Drug company Merck & Co accelerated development of its Vioxx pain reliever because it calculated it could lose more than US$600 million ($925.49 million) a year if it did not beat competitors to market, a court heard yesterday.
David Anstice, Merck's former president of human health, told jurors in the latest Vioxx liability trial that Merck was concerned profits would fall if it did not compete effectively with Pfizer's similar arthritis drug Celebrex.
"We were working very diligently and aggressively to get Vioxx to market as quickly as possible," Anstice said in state court in Atlantic City, New Jersey, under questioning from Mark Lanier, an attorney for a man who blames Vioxx for his 2003 heart attack.
In the second Vioxx case to be tried in New Jersey, two former long-term Vioxx users who claim the drug caused their heart attacks are suing Merck. The company is facing nearly 10,000 lawsuits related to the withdrawn pain drug.
Lanier, who last year won US$253 million for the widow of a Texas man who took Vioxx, accused Merck of cutting corners in the drug's development and seeking regulators' approval in half the normal time.
Lanier quoted a May 1999 memo from Merck's former top scientist Ed Scolnick saying that Merck would be a "completely different company" if it could not make Vioxx a commercial success. Merck needed Vioxx to replace the sales of six major drugs on which patents were set to expire, Lanier argued.
Merck officials calculated that Vioxx was worth US$889 million a year in sales if it reached the market first and only US$278 million if it followed Celebrex, the court heard.
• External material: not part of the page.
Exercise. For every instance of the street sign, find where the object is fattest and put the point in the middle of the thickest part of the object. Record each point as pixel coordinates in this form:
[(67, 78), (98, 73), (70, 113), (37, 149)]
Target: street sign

Vioxx reached about US$2.5 billion in annual sales before Merck withdrew it in September 2004, after a study showed it doubled the risk of heart attack and stroke in patients who took it for at least 18 months.
Lanier accused Anstice and other Merck officials of "not telling the whole truth" about the heart risks of Vioxx because they needed to make it a commercial success.
The lawyer cited a letter from the US Food and Drug Administration attacking a May 2001 Merck press release which said Vioxx had a "favourable cardiovascular safety profile". The FDA called the claim "false and misleading". Merck negotiated with the FDA to ensure that warnings about cardiovascular risks were played down on the drug's labelling, Lanier told the court.